The histone H3 lysine 27 (H3K27) demethylase Kdm6b (Jmjd3) can promote cellular differentiation, however its physiological functions in neurons remain to be fully determined. We studied the expression and function of Kdm6b in differentiating granule neurons of the developing postnatal mouse cerebellum. At postnatal day 7, Kdm6b is expressed throughout the layers of the developing cerebellar cortex, but its expression is upregulated in newborn cerebellar granule neurons (CGNs). Atoh1-Cre mediated conditional knockout of Kdm6b in CGN precursors either alone or in combination with Kdm6a did not disturb the gross morphological development of the cerebellum. Furthermore, RNAi-mediated knockdown of Kdm6b in cultured CGN precursors did not alter the induced expression of early neuronal marker genes upon cell cycle exit. By contrast, knockdown of Kdm6b significantly impaired the induction of a mature neuronal gene expression program, which includes gene products required for functional synapse maturation. Loss of Kdm6b also impaired the ability of Brain-Derived Neurotrophic Factor (BDNF) to induce expression of Grin2c and Tiam1 in maturing CGNs. Taken together, these data reveal a previously unknown role for Kdm6b in the postmitotic stages of CGN maturation and suggest that Kdm6b may work, at least in part, by a transcriptional mechanism that promotes gene sensitivity to regulation by BDNF.

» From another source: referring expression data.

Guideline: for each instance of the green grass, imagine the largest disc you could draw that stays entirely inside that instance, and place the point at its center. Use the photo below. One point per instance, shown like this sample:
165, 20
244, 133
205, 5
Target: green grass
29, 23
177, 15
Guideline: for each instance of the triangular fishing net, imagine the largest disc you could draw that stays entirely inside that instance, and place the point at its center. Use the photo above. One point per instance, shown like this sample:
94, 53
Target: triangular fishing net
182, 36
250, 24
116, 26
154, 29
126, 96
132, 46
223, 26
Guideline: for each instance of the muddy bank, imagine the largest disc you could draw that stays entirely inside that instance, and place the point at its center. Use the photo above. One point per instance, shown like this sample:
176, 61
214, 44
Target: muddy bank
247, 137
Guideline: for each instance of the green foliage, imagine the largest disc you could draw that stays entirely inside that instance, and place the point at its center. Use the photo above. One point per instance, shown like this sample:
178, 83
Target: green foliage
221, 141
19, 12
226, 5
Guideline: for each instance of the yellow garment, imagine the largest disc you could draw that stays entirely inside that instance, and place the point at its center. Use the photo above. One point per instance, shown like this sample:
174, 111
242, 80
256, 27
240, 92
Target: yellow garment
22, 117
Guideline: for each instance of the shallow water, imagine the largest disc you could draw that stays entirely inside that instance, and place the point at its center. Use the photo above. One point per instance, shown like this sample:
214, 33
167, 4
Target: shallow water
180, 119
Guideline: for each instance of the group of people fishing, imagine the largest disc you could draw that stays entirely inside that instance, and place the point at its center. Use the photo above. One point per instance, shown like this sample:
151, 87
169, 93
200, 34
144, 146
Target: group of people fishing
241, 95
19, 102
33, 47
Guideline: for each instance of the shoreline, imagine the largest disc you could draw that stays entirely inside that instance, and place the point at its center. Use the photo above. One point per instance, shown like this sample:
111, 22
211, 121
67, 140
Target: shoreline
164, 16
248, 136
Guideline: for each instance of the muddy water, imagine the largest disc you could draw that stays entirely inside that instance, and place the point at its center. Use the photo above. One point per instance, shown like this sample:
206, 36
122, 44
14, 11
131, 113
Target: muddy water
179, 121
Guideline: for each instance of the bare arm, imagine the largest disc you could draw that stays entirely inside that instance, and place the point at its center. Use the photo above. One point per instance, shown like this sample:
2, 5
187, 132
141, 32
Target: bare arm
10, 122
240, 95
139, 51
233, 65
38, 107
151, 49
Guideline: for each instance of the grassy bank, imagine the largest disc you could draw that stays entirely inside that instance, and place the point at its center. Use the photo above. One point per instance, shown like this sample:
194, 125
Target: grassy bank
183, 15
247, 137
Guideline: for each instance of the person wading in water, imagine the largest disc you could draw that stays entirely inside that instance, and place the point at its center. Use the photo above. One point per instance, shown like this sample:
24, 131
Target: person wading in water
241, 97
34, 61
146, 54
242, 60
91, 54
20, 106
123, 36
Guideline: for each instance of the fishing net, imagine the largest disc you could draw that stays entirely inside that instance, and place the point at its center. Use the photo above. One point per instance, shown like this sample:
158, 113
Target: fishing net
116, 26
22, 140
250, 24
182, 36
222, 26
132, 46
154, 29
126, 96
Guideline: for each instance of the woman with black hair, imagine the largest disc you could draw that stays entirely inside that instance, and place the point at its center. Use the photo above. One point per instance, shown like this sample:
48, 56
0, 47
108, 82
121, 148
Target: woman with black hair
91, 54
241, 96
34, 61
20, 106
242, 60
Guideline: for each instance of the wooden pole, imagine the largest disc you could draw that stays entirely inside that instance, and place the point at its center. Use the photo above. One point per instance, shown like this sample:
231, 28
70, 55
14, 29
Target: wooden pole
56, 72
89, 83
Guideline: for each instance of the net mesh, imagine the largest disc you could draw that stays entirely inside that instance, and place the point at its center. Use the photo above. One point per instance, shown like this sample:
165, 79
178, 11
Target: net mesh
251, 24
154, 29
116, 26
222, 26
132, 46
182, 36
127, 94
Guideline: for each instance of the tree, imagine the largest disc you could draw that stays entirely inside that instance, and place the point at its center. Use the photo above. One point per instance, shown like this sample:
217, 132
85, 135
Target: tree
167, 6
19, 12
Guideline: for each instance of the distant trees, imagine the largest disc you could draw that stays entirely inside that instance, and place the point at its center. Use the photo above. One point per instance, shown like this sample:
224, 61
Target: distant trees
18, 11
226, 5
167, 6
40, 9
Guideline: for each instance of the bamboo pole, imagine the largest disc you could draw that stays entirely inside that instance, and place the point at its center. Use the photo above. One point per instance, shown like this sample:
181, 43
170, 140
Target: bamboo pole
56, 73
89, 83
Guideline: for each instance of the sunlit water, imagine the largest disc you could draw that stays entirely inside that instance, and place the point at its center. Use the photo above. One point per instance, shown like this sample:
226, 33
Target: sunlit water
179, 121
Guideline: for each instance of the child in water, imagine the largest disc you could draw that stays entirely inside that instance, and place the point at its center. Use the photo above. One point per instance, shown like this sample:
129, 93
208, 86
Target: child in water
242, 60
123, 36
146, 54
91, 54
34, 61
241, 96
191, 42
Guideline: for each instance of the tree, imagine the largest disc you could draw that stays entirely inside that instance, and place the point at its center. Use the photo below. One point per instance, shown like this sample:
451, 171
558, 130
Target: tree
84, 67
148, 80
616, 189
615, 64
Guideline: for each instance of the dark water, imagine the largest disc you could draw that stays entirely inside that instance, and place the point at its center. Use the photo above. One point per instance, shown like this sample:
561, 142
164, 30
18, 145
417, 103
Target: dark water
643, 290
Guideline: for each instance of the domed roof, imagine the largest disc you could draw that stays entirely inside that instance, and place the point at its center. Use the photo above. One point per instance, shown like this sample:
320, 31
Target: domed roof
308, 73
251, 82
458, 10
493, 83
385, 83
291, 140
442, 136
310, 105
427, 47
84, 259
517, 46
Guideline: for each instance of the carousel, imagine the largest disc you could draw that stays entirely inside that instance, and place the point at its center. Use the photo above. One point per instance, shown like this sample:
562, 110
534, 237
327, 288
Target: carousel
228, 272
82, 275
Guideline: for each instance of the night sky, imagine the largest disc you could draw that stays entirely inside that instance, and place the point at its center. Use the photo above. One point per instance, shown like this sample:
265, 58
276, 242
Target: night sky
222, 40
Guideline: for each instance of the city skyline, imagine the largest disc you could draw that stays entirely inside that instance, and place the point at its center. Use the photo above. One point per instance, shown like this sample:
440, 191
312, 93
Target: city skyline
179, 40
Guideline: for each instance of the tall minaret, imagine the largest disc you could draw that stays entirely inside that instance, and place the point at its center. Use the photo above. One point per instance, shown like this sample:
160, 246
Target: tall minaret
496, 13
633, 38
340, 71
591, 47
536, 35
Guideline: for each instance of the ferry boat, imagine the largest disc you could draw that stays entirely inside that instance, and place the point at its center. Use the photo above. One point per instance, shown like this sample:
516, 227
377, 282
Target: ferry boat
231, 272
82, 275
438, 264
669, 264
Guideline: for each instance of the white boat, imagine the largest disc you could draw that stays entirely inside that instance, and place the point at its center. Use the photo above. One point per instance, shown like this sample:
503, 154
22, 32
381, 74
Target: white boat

组蛋白H3赖氨酸27（H3K27）脱甲基酶Kdm6b（Jmjd3）可以促进细胞分化，但是其在神经元中的生理功能仍有待完全确定。我们研究了Kdm6b在发育中的出生后小鼠小脑的颗粒神经元分化中的表达和功能。出生后第7天，Kdm6b在整个发育中的小脑皮层中表达，但其表达在新生小脑颗粒神经元（CGNs）中上调。单独或与Kdm6a组合的CGN前体中Atoh1- Cre介导的Kdm6b的条件性敲除不会干扰小脑的总体形态发育。此外，RNAi介导的Kdm6b的敲低在培养的CGN前体中，细胞周期出口退出时，其未改变早期神经元标记基因的诱导表达。相比之下，Kdm6b的敲低大大损害了成熟神经元基因表达程序的诱导，该程序包括功能性突触成熟所需的基因产物。Kdm6b的丢失也损害了脑源性神经营养因子（BDNF）诱导成熟CGNs中Grin2c和Tiam1表达的能力。综上所述，这些数据揭示了Kdm6b在CGN成熟的有丝分裂后阶段中以前未知的作用，并暗示Kdm6b可能至少部分地通过促进基因对BDNF调控的基因敏感性的转录机制起作用。